A largo plazo, nuestra relación con la naturaleza será un factor determinante de nuestra suerte. De todos modos, con o sin nosotros, volverá.


Referencias

1)        Sobre las creencias y usos tradicionales de la naturaleza, la obra clásica Mitología del Pueblo Vasco de José Miguel de Barandiarán recoge muchos ejemplos sobre la relación con árboles, plantas y animales. Un ejemplo llamativo es que a las abejas se les trataba de “usted” (Zu), se las saludaba y cuando un miembro de la familia fallecía, se notificaba formalmente a la colmena, al igual que un cambio de dueño de la propiedad, por ejemplo.

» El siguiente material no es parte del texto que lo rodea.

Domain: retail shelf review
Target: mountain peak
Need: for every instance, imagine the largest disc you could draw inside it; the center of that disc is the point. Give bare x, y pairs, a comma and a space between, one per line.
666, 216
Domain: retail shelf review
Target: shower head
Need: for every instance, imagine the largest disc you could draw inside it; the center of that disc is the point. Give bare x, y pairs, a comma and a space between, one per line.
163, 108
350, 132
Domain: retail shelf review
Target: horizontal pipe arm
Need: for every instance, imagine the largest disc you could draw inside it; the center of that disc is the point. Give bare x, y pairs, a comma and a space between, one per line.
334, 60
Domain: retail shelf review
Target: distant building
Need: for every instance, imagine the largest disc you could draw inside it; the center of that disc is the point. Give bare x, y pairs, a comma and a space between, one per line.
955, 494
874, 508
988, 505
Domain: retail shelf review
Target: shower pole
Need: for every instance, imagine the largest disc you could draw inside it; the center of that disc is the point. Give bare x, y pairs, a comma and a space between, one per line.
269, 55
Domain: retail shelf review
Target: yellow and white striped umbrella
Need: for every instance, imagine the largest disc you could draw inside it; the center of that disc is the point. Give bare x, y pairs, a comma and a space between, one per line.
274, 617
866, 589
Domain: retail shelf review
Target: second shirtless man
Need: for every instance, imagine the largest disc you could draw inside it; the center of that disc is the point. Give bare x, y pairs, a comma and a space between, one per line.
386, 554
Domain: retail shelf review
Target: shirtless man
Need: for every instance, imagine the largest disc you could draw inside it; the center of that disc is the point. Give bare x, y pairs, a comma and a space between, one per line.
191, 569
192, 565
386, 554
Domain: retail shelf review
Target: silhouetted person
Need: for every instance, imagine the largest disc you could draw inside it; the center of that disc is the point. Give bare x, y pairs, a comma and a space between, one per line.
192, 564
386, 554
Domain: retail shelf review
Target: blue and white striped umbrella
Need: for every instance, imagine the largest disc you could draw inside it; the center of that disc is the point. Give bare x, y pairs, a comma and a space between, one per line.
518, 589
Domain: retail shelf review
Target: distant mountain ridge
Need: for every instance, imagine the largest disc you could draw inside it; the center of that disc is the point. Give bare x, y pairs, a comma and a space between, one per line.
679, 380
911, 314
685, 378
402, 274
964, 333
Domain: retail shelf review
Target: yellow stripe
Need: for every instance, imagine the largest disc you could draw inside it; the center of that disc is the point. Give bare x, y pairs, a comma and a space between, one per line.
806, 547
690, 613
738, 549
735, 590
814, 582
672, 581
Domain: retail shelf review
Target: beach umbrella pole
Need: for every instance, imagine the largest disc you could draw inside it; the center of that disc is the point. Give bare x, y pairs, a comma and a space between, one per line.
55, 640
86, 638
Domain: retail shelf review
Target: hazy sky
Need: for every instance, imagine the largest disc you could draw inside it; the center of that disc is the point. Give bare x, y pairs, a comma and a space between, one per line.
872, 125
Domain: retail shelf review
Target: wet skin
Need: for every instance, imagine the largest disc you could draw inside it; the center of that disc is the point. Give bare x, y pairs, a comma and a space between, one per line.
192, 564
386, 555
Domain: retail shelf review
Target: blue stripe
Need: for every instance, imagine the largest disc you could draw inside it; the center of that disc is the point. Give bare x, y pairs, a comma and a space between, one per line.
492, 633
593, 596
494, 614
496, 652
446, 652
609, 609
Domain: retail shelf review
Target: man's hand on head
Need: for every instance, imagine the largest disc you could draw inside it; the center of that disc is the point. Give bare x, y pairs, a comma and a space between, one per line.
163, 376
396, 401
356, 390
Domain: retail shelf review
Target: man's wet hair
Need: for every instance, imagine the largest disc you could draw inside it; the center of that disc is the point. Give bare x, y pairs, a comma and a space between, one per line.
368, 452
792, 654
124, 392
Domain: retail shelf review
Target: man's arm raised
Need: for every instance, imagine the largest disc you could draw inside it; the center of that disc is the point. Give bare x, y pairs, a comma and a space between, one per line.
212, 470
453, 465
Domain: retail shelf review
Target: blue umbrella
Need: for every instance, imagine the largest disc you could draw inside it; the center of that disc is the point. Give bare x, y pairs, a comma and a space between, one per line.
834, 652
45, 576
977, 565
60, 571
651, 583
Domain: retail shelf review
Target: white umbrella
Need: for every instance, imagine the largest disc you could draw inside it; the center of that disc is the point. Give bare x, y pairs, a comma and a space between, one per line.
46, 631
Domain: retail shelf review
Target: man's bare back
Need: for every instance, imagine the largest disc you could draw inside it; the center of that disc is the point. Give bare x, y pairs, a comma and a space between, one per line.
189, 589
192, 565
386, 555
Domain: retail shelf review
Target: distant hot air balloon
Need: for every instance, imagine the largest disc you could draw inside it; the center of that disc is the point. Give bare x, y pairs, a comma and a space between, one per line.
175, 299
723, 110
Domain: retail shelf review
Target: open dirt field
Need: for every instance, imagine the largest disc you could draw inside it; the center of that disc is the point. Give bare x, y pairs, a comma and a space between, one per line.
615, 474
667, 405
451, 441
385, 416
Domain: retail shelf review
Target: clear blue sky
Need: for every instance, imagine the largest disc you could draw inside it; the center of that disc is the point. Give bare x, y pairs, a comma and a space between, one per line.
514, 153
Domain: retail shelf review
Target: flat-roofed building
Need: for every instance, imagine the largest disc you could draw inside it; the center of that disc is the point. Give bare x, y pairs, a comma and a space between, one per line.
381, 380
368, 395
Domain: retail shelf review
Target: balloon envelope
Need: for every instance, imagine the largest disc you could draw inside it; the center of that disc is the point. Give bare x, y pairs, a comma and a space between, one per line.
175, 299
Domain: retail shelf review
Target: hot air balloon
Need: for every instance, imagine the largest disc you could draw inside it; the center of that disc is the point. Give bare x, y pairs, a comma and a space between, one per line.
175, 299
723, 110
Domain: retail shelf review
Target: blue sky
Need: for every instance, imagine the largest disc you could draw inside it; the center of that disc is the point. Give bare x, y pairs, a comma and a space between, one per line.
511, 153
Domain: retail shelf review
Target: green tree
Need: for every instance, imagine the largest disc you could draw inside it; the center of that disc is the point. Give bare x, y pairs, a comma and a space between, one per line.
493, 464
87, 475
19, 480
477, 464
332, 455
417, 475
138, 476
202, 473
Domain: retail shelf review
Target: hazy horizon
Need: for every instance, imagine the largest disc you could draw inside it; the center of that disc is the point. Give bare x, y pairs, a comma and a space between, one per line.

2)        Daniel Schmachtenberger, un conocido pensador que conocí hace años, propone la idea de lo que es el progreso auténtico, en contraposición al progreso ingenuo. El segundo incluye todas las cosas buenas y malas de los avances que experimentamos. Daniel propone que debemos trabajar para corregir aquellas cosas negativas para alcanzar el progreso auténtico y argumenta que las fuerzas actuales del mercado sólo impulsan el movimiento hacia delante, sin revisiones. Video

3)        Existen muchas iniciativas populares dedicadas a revertir los daños provocados por el desarrollo. La fundación Lurgaia se dedica a repoblar bosques con especies autóctonas. El grupo BASOS de Bustirialdea ha adquirido un bosque para repoblarlo. El proyecto Amillubi, impulsado por la asociación Biolur, ha adquirido terrenos en la zona de Zestoa para practicar agricultura ecológica y regenerativa. Aitziber Sarobe es una activista que centra su labor en la recuperación de los bosques. Tu testimonio se puede ver en este video.

4)        El grupo ecologista EGUZKI incluye entre sus acciones la denuncia los casos en que las administraciones incumplen sus compromisos en el cuidado del medio ambiente. Un ejemplo es el caso de los humedales en Txingudi: También 2024 termina sin que arranque la ampliación de la laguna de San Lorenzo, en Txingudi

5)        Fight for the Wild (La Lucha por lo Salvaje) es el nombre de una serie de cuatro documentales dedicados a cubrir el programa de restauración de la biodiversidad en Nueva Zelanda. Este enlace permite acceder al trailer. Los demás episodios aparecen en la lista de reproducción.

6)        El artículo titulado Fight for the Wild: emotion and place in conservation, community formation, and national identity analiza la motivación que impulsa a tantos ciudadanos de Nueva Zelanda a participar en la titánica tarea de proteger la biodiversidad en su país.

7) Este Video de Joseba Luzarraga es un escelente ejemplo de los vínculos que impulsan la motivación por proteger la naturaleza. En este caso, La Reserva de la Biosfera de Urdaibai.